Camp Denali exists today because the three original founders--Ginny Hill, Celia Hunter, and Morton Wood--found a place they loved and wanted to share it with people. They were the first in a long line of people who gave their summers, their sweat, their hearts to Camp Denali. By working hard, and working well, we ensure that their dream lives on.
Every staff member brings a hearty work ethic and a range of talent and skill to Camp Denali. But their commitment to a job well done extends beyond individual pride. There’s a deeply satisfying tangibility to working in such a tightly-knit community so far from civilization: every day, you see how the work you and your coworkers are doing makes this experience possible--and wonderful--for guests and for each other.

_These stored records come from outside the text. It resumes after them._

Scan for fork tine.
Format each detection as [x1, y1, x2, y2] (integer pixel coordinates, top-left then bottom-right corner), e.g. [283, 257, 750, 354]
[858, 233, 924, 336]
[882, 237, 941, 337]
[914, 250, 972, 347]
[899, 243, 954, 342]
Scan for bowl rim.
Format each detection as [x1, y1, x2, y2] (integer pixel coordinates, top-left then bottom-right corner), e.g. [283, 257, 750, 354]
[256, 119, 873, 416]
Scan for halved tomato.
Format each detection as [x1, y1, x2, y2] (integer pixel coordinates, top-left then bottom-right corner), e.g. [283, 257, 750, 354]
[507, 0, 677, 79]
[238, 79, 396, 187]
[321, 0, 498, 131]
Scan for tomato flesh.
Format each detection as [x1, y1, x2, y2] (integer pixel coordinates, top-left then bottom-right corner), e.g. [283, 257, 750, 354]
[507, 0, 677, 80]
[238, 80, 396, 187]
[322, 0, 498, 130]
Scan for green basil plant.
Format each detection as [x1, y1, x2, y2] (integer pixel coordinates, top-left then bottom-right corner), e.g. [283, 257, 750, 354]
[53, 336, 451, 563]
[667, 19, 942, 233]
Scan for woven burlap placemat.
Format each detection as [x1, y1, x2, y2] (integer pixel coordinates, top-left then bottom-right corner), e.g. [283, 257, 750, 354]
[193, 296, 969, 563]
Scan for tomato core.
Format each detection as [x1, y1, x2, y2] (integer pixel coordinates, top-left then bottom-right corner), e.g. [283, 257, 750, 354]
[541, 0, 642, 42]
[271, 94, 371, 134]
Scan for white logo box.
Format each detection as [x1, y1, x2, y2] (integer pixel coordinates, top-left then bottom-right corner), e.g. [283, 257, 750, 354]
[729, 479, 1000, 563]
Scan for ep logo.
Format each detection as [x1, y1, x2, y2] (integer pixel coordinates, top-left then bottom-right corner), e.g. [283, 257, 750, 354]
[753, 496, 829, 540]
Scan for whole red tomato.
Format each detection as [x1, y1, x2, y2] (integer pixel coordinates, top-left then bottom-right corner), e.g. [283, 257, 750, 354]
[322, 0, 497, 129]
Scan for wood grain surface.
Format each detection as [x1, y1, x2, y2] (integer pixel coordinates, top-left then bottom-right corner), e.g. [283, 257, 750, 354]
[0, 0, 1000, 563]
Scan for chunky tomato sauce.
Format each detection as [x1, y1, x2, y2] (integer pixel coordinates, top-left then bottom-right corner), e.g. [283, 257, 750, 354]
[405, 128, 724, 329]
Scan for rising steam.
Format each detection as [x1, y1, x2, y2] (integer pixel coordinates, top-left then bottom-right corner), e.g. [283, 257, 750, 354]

Our staff goes to considerable trouble to make their way to places like Denali National Park. They don’t only come to have fun. They come for the chance to be grateful--to be humbled before the majesty of some of nature’s most breathtaking unspoiled landscapes. At Camp Denali, you are also given endless opportunities to be grateful for the smaller stuff--a fresh meal in a clean bowl, a towering woodpile, a hot shower and a dry towel, fluffed and folded, placed there by a series of people who are or may become some of your dearest friends. Taking care in every task is how we all take care of each other. It is the very fabric of daily life here, and it all adds up to something big and rare and vitally important that seems to shrink when you try to describe it, just as Denali never looks as big in photographs as it does in real life.
Every now and then, staff and guests are invited to watch grainy film footage of the founders building Camp Denali from the ground-up. My favorite part is the long shot of the three of them carving out the driveway from the tundra, first clump by clump, with pickaxes, and then with an Oliver loader and wobbly road-grader that were their pride and joy. They didn’t have running water back then, or much shelter, or a proper kitchen; they hadn’t built those things yet. Remembering how hard they worked to build this place for everyone who travels to it, a post-dinner-shift or early morning walk up or down that long driveway suddenly seem less of a chore and more of a privilege. That, really, is the secret of why we all strive do such excellent work: for all we are given in return, it seems the very least we can do.